オウム真理教による事件の全公判が終了しました。メディアもこれを大きく扱い、自分もできるかぎり新聞の社説や記事を読みましたが、そのほとんどに共通しているのが「事件の真相はまだ解明されていない」という指摘でした。同時に多くの記事やニュースが「事件を風化させてはいけない」「事件について考え続けなければいけない」などと結んでいるのですが、ならば具体的にどうすべきなのか、あるいはもっと踏み込んで「司法の場でもう一度真相を解明すべき」との主張は、どうしても見つけることができませんでした。

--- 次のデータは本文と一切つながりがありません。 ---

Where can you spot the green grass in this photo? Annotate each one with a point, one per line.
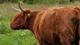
(9, 36)
(20, 37)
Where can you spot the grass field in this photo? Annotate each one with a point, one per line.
(20, 37)
(9, 36)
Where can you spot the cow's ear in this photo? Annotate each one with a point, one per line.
(28, 13)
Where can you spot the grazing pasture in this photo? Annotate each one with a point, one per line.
(21, 37)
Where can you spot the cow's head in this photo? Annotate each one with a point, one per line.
(20, 21)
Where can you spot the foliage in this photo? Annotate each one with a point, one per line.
(39, 1)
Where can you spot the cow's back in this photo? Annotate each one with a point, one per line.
(54, 26)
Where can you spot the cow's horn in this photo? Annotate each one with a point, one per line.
(16, 9)
(19, 4)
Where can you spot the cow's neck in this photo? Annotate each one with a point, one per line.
(31, 19)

「事件について忘れてはいけない」、「考え続けなければいけない」という指摘に、私はもちろん賛成です。しかし、「真相は解明しきれてない」と指摘しながら、裁判が終結することに異議をまったく唱えないことに、強い違和感を覚えました。司法の場で真相を解明する道が閉ざされようとしているのに、私たちは真相のわからない事件について、何をどう考え続けなければいけないというのでしょうか?

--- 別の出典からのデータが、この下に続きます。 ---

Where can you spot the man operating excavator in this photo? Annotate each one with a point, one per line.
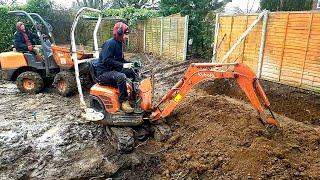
(112, 68)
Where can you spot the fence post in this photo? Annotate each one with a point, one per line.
(216, 33)
(234, 46)
(161, 36)
(262, 43)
(185, 37)
(144, 36)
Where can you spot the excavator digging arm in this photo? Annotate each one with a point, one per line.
(198, 72)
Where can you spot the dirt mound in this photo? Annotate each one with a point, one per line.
(297, 104)
(216, 136)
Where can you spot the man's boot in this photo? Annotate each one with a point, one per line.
(126, 107)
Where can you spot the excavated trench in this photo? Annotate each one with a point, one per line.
(216, 135)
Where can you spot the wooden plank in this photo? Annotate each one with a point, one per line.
(306, 50)
(283, 47)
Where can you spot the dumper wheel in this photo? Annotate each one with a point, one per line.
(65, 83)
(30, 82)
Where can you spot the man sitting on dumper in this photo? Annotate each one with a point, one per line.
(23, 39)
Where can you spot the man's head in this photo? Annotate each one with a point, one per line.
(120, 31)
(20, 27)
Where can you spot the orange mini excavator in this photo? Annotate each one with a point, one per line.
(124, 129)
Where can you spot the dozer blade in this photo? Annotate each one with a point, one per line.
(121, 138)
(122, 119)
(92, 115)
(162, 131)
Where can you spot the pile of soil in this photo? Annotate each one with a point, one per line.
(216, 135)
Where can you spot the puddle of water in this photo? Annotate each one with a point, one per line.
(8, 88)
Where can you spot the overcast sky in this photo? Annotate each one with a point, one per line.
(242, 4)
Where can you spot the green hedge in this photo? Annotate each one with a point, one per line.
(6, 29)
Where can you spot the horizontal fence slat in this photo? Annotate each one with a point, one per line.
(291, 53)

また、「麻原が他者と意思疎通できない状態が続いている」と報じる記事やニュースはかなり目にしましたが、そのほとんどに、麻原が「口を閉ざしている」という表現が使われており、森さんの著書である『A3』を読んだ私としては、麻原が自らの意志で口を閉ざしているのか、それとも弁護側が主張するように精神障害によって意思疎通ができなくなっているのか、その点にわざと言及するのを避けているのではないかと思ってしまいます。なぜ、麻原に事件の真相を語らせるべきという指摘がされないのでしょうか?

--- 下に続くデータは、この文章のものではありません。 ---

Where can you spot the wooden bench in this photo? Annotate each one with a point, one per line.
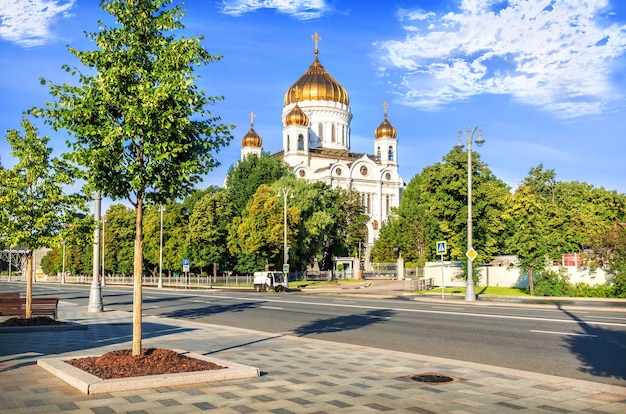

「事件を風化させるな」「事件について考え続けろ」と言いつつも多くの報道の焦点は、すでに「真相の解明」ではなく「死刑執行できるかどうか」にあり、裁判の終結と死刑執行が前提となっているようです。幕引きが前提で形だけ申し訳程度に「事件を風化させるな」と言っているのではないかと考えてしまいます。森さんはどのように感じられましたか?